What is the No-Fault fee schedule for medical providers under Joe Hune’s SB 1014?
Hospitals and doctors who treat car crash victims could still “charge a reasonable amount” for their services – as they currently able to do under MCL 500.3157.
But SB 1014 gives auto insurers the power to disagree, negotiate and refuse to “pay an amount that exceeds the average amount” the doctor or hospital “customarily accepts” from other payers in cases that don’t involve No-Fault, Medicaid or Medicare.
SB 1014 doesn’t say it specifically, but from what I can tell, it appears the new medical fee schedule it proposes is one that’s roughly the equivalent to the Workers’ Compensation or private health insurance fee schedules.
What will Joe Hune’s SB 1014 do to catastrophic car accident medical care and coverage?
Significantly, SB 1014 would allow for the transitioning from our existing, unincorporated Michigan Catastrophic Claims Association to a new, incorporated one that would have the following qualities:
- A 7-member Board of Directors where five members representing people who insured under No-Fault policies.

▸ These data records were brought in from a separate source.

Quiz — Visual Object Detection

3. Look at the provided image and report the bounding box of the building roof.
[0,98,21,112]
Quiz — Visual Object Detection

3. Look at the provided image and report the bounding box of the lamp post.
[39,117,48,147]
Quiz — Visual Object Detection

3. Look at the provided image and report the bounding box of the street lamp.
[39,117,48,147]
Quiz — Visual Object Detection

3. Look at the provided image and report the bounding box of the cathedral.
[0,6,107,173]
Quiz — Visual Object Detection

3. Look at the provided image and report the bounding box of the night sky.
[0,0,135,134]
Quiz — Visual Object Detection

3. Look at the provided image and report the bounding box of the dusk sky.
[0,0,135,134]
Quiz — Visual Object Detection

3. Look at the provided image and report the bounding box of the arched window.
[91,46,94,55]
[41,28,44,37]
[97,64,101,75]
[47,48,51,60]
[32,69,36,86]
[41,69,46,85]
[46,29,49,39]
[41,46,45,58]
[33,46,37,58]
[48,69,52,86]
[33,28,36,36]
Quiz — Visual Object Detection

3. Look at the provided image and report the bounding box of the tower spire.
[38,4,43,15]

- An annual financial that reports, among other things, “a statement of the assumptions, methodology, and data used to determine the incorporated association’s annual assessments …”
- Assessments are paid by drivers “at the time of payment” for their policies.
- It would be required to “comply” with the Freedom of Information Act.
Will Joe Hune’s SB 1014 be a one-way fraud authority or will the fraud authority be able to root out fraud committed by insurance companies too?
SB 1014 recycles an idea that’s been repeatedly introduced for many years: Creating a “Michigan Automobile Insurance Fraud Authority.”
Of course, I’m 100% in support of rooting out and prosecuting the perpetrators of No Fault. Readers of this blog know that I’ve been outspoken for over a decade now that more needs to be done to stop personal injury lawyer fraud and ambulance chasing in Michigan.
But bad lawyers out there have not been the only ones committing fraud. And the fraud committed nearly every single day by the insurance industry – and the harms it inflicts on hundreds of innocent people – dwarfs the fraud being committed by the bad apples in my profession.
SB 1014’s proposal lacks the much-needed teeth that last year’s House 4672 had: Targeting unfair claims and settlement practices of Michigan No-Fault auto insurance companies.